Dem Lufthansa-Aufsichtsrat kann es jetzt nicht schnell genug gehen, an die Beute heranzukommen. Am 26. September hat er eine Milliarde Euro für den Kauf von 61 Air-Berlin-Flugzeugen gebilligt. Die Milliarde bekommt aber nicht Air Berlin, die diese Flugzeuge gar nicht besitzt, sondern ihre derzeitige Leasingfirma. Von den 38 Flugzeugen, die Air Berlin samt Personal an den Lufthansa-Konzern vermietet, hatte Lufthansa zuvor schon 20 gekauft.
Gleichzeitig kündigte Lufthansa Ende September neue Langstreckenflüge in die USA an, die Air Berlin bisher angeboten hatte und nun streichen musste.
Über den Kaufpreis von Air Berlin selbst wird noch gepokert. Die Rede ist von 100 bis 200 Millionen Euro. Angesichts der künftigen Gewinnaussichten frohlockte Lufthansa-Chef Carsten Spohr bereits über die „großen Chance, mit Eurowings in Europa einen entscheidenden Schritt voranzukommen“.
Dem Vernehmen nach sollen die Verhandlungen mit den „ausgewählten Bietern“ mindestens bis zum 12. Oktober dauern, es ist sogar von bis zu drei Monaten die Rede, bedingt durch Klagen und der Prüfung der Wettbewerbsbehörden.

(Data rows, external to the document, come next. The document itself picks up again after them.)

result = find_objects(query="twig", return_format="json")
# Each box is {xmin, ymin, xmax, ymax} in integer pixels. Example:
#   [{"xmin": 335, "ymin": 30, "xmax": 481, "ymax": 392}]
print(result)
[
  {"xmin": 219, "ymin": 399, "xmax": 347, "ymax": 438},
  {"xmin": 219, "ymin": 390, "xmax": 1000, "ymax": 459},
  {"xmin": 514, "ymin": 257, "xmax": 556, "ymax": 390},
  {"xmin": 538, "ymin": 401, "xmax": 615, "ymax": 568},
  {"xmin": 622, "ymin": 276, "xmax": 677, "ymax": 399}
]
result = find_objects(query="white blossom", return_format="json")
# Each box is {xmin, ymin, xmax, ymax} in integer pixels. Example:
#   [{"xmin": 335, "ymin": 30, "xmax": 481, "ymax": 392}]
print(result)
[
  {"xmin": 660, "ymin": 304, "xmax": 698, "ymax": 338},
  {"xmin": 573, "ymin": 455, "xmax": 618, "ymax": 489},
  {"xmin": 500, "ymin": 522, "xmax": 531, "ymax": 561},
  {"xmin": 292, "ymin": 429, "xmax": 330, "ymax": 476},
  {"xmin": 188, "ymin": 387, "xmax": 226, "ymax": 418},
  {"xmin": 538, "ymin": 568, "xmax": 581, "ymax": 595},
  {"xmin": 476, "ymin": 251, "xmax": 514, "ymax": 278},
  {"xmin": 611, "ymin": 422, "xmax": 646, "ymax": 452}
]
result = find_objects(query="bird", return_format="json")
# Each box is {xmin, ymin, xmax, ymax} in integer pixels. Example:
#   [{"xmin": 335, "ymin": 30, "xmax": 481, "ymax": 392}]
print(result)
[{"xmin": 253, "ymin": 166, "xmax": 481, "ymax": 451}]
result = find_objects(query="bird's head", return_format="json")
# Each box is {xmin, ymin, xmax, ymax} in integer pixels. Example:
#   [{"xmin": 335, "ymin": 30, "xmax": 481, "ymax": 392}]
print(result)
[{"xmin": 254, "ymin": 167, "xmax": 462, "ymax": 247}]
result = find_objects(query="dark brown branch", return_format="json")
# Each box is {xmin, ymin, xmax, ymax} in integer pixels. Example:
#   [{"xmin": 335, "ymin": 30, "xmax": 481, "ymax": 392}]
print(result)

Fest steht, dass die Beschäftigten für die Pleite von Air Berlin in vielerlei Hinsicht bluten müssen. Das gilt nicht nur für diejenigen, die ihre Arbeit ganz verlieren, weil Lufthansa und Easyjet keine Verwendung für sie haben. Auch die Crew, also das gesamte Flugpersonal, wird nicht etwa übernommen, sondern muss sich neu und zu den Bedingungen der Lufthansa-Billigtochter Eurowings bewerben. Der Lufthansa-Vorstand hat kollektive Besitzstandsregelungen für das Air-Berlin-Personal kategorisch abgelehnt.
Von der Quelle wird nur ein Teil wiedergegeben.